Noi cronisti uscivamo, ci precipitavamo sul posto. Routine. Ma quella volta sotto il lenzuolo bianco, sporco di sangue e intriso di pioggia, c’era un nostro collega e amico. Mi vergognai del cinismo e del distacco di quelle troppe altre volte.
Come si scrisse allora, Tobagi era caduto sulla frontiera della lotta al terrorismo che insanguinò quegli anni. La violenza politica sembrava un male inestirpabile. Dilagante. Anche grazie a una diffusa zona grigia di accondiscendenza borghese alla protesta con le armi. Come se fosse lo Stato a produrre quell’eruzione di violenza e non a subirla. Tobagi però non fu un eroe civile (definizione che non gli sarebbe piaciuta). Bensì un combattente della normalità del dovere. Walter cadde mentre andava, privo di qualsiasi scorta, a prendere la propria auto. Meta: via Solferino, la sede del «Corriere».
Altri persero la vita allo stesso modo, continuando a vivere come ogni comune cittadino: alla fermata dell’autobus, al rientro a casa o dopo aver accompagnato i figli a scuola. Nella ripetitività dell’agenda quotidiana, nel rispetto dei propri impegni lavorativi e familiari.
Eppure erano tutti, come Walter, soldati civili schierati lungo un’invisibile trincea della legalità. Sapevano di essere esposti. Non se ne curarono. Non pensarono a sé stessi.
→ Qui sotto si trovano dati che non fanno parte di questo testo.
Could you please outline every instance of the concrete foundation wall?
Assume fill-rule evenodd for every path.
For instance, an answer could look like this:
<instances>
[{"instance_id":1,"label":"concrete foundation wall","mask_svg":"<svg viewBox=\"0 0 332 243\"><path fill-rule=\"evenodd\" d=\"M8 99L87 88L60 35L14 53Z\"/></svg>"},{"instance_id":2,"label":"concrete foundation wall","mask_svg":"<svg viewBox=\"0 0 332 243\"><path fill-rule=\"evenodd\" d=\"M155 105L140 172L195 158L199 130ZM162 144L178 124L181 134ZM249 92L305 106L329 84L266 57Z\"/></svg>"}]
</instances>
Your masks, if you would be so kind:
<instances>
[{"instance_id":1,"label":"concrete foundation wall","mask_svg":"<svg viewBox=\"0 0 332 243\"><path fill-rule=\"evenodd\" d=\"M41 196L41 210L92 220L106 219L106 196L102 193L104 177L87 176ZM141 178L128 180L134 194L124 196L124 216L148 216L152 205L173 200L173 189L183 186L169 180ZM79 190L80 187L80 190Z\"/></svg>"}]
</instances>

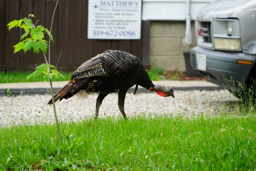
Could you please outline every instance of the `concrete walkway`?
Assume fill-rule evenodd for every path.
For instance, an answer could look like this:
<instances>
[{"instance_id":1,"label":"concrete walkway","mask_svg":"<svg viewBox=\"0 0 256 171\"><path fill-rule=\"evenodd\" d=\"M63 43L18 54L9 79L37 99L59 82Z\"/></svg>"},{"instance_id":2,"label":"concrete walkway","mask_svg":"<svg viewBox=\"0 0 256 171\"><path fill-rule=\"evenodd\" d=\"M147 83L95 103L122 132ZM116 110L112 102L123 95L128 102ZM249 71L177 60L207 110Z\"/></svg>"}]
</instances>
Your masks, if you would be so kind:
<instances>
[{"instance_id":1,"label":"concrete walkway","mask_svg":"<svg viewBox=\"0 0 256 171\"><path fill-rule=\"evenodd\" d=\"M53 83L54 92L57 91L64 86L68 81L56 81ZM214 90L222 89L218 86L204 81L180 81L164 80L153 81L155 84L162 84L169 85L174 90ZM34 82L3 83L0 84L0 95L6 95L6 89L10 89L13 94L19 94L22 91L23 94L47 93L49 92L50 86L48 82ZM128 92L133 91L135 86L131 87ZM147 91L147 90L139 86L137 92Z\"/></svg>"}]
</instances>

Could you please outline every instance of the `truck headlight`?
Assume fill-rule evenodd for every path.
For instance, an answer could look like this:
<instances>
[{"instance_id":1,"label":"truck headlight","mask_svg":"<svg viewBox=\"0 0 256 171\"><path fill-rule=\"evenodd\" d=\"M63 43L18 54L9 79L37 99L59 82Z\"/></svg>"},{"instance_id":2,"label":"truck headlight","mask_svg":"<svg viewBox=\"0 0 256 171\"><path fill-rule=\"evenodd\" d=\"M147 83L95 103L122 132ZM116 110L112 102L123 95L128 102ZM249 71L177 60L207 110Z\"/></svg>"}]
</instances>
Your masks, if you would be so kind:
<instances>
[{"instance_id":1,"label":"truck headlight","mask_svg":"<svg viewBox=\"0 0 256 171\"><path fill-rule=\"evenodd\" d=\"M216 50L242 51L238 19L215 18L213 22L213 37Z\"/></svg>"},{"instance_id":2,"label":"truck headlight","mask_svg":"<svg viewBox=\"0 0 256 171\"><path fill-rule=\"evenodd\" d=\"M213 38L214 48L216 50L231 51L241 51L240 39Z\"/></svg>"}]
</instances>

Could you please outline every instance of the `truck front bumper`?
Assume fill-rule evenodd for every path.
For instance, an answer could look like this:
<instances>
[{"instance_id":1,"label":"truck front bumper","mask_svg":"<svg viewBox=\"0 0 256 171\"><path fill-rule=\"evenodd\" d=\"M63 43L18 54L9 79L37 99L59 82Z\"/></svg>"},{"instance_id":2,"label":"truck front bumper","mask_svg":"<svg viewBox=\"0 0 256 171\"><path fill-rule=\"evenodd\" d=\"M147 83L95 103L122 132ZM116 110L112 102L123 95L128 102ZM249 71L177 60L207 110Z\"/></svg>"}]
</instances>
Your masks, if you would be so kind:
<instances>
[{"instance_id":1,"label":"truck front bumper","mask_svg":"<svg viewBox=\"0 0 256 171\"><path fill-rule=\"evenodd\" d=\"M241 52L214 51L196 47L190 51L190 62L192 67L198 69L196 54L206 55L206 71L199 71L205 77L209 77L212 82L221 86L226 82L225 77L231 77L236 81L245 82L254 64L255 55ZM250 65L237 63L238 59L254 62ZM228 88L229 87L227 87Z\"/></svg>"}]
</instances>

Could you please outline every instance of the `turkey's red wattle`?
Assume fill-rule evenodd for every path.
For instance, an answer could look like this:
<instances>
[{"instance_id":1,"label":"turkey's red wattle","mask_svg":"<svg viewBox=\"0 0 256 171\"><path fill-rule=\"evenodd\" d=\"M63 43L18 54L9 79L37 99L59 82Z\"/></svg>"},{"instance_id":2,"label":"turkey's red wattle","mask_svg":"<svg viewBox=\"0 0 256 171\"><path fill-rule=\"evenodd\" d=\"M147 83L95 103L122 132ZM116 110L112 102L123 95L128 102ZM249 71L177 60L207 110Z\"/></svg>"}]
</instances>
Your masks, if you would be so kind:
<instances>
[{"instance_id":1,"label":"turkey's red wattle","mask_svg":"<svg viewBox=\"0 0 256 171\"><path fill-rule=\"evenodd\" d=\"M162 97L167 97L167 95L168 94L168 93L164 93L162 91L156 91L156 92L157 93L157 94L158 94L159 95L161 96Z\"/></svg>"}]
</instances>

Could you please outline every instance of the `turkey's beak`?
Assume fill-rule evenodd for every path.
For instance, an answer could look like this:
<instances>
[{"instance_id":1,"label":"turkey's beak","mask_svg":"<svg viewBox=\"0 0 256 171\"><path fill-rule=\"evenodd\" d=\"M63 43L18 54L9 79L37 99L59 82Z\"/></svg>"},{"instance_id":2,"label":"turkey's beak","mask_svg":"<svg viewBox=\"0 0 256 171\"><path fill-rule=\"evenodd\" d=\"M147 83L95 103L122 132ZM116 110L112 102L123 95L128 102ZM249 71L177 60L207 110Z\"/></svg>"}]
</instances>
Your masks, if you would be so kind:
<instances>
[{"instance_id":1,"label":"turkey's beak","mask_svg":"<svg viewBox=\"0 0 256 171\"><path fill-rule=\"evenodd\" d=\"M174 99L175 99L175 98L174 97L174 94L173 93L173 92L174 92L174 91L171 91L171 93L170 94L170 96L172 96L172 97L173 97L173 98Z\"/></svg>"}]
</instances>

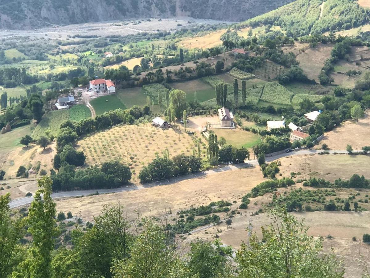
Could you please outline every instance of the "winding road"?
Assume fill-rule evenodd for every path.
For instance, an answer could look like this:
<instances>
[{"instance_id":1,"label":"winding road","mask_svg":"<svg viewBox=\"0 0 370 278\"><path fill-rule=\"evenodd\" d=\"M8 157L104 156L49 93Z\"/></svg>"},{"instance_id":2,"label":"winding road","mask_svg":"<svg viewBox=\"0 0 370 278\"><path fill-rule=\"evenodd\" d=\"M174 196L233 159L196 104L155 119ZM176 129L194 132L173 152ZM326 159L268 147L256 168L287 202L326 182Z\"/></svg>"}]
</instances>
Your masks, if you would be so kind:
<instances>
[{"instance_id":1,"label":"winding road","mask_svg":"<svg viewBox=\"0 0 370 278\"><path fill-rule=\"evenodd\" d=\"M289 153L282 153L273 156L266 157L266 160L267 162L269 162L285 156L288 156L291 155L315 154L318 153L322 151L321 150L301 150ZM327 150L327 151L330 154L334 153L337 153L338 154L348 153L346 150ZM353 152L362 152L362 151L354 150ZM118 188L112 188L111 189L100 189L58 192L52 194L51 197L53 199L55 199L64 197L86 196L96 194L97 192L98 192L99 194L105 194L106 193L115 193L124 191L130 191L132 190L145 190L146 188L153 187L153 186L168 185L182 181L184 181L190 179L196 178L209 175L216 175L227 171L233 171L240 169L255 167L258 165L258 162L256 160L248 160L248 162L240 163L239 164L230 164L225 166L223 166L219 168L216 168L201 172L194 173L185 176L174 178L166 181L161 181L160 182L156 182L147 184L139 185L133 185L125 187L120 187ZM10 208L15 208L22 206L29 205L33 201L33 196L27 197L24 198L13 200L9 202L9 205Z\"/></svg>"}]
</instances>

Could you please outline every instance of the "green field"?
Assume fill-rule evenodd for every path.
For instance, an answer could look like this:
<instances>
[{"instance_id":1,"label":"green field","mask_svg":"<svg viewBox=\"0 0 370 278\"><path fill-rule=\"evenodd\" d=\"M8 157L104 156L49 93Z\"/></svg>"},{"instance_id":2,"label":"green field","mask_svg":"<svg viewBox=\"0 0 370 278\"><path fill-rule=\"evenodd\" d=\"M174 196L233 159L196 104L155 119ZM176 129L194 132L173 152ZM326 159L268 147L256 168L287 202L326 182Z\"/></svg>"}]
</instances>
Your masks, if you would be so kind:
<instances>
[{"instance_id":1,"label":"green field","mask_svg":"<svg viewBox=\"0 0 370 278\"><path fill-rule=\"evenodd\" d=\"M20 58L23 59L28 59L28 57L24 55L21 52L18 51L17 49L12 48L11 49L7 49L4 51L5 53L5 57L9 60L12 60L13 58L18 59Z\"/></svg>"},{"instance_id":2,"label":"green field","mask_svg":"<svg viewBox=\"0 0 370 278\"><path fill-rule=\"evenodd\" d=\"M79 121L91 116L90 110L85 105L78 105L70 109L47 112L43 117L32 133L32 138L37 139L49 130L54 136L58 135L60 125L65 121Z\"/></svg>"},{"instance_id":3,"label":"green field","mask_svg":"<svg viewBox=\"0 0 370 278\"><path fill-rule=\"evenodd\" d=\"M171 84L174 89L181 90L186 93L186 101L194 101L194 92L196 92L196 98L199 102L215 98L214 88L202 79L195 79L184 82L177 82Z\"/></svg>"},{"instance_id":4,"label":"green field","mask_svg":"<svg viewBox=\"0 0 370 278\"><path fill-rule=\"evenodd\" d=\"M226 139L226 143L236 148L244 147L251 148L261 142L257 134L241 129L226 129L215 128L212 130L217 135L219 140L222 137Z\"/></svg>"},{"instance_id":5,"label":"green field","mask_svg":"<svg viewBox=\"0 0 370 278\"><path fill-rule=\"evenodd\" d=\"M30 133L31 125L28 125L15 129L5 134L0 134L0 152L20 145L21 138Z\"/></svg>"},{"instance_id":6,"label":"green field","mask_svg":"<svg viewBox=\"0 0 370 278\"><path fill-rule=\"evenodd\" d=\"M290 99L293 96L293 93L277 82L266 84L263 89L261 100L276 104L290 104Z\"/></svg>"},{"instance_id":7,"label":"green field","mask_svg":"<svg viewBox=\"0 0 370 278\"><path fill-rule=\"evenodd\" d=\"M126 109L126 106L115 95L97 97L90 103L94 107L97 115L118 108Z\"/></svg>"}]
</instances>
Nelle retrovie qualcuno tifava per l’eversione o, più subdolamente, se ne lavava le mani.
Il terrorismo degli anni di piombo si nutrì a lungo dell’ambiguità iniziale di partiti e sindacati, dell’ignavia di parte della cultura e del giornalismo che in qualche caso ne subirono il fascino perverso.
L’attacco estremista allo Stato democratico si concentrò soprattutto sui moderati, sulle figure cerniera tra classi e correnti ideologiche. Bersagli scomodi perché non facilmente individuabili come nemici del proletariato. E Tobagi, come Carlo Casalegno, Vittorio Bachelet, Ezio Tarantelli, Massimo D’Antona, Roberto Ruffilli, Marco Biagi e altri, era uno di questi.
Walter cercò di capire fino in fondo le ragioni intime della violenza estremista, le cause sociali, le derive dei movimenti, le personalità contorte dei leader. Ma, così facendo, li mise a nudo nelle proprie contraddizioni. Non erano «samurai invincibili». Tutt’altro, erano fragilissimi.
Tigri di carta, come si diceva nella retorica antimperialista. Erano persone accecate dall’odio ideologico anche se mossi da una perversa idealità rivoluzionaria. La verità su quella stagione di sangue non ce l’hanno raccontata tutta nemmeno oggi. Tobagi li mise, con i suoi articoli, sul lettino dello psicanalista o davanti allo specchio non deforme della propria devianza criminale e della propria residua coscienza. Ribaltarono il lettino, ruppero lo specchio e lo crivellarono di colpi.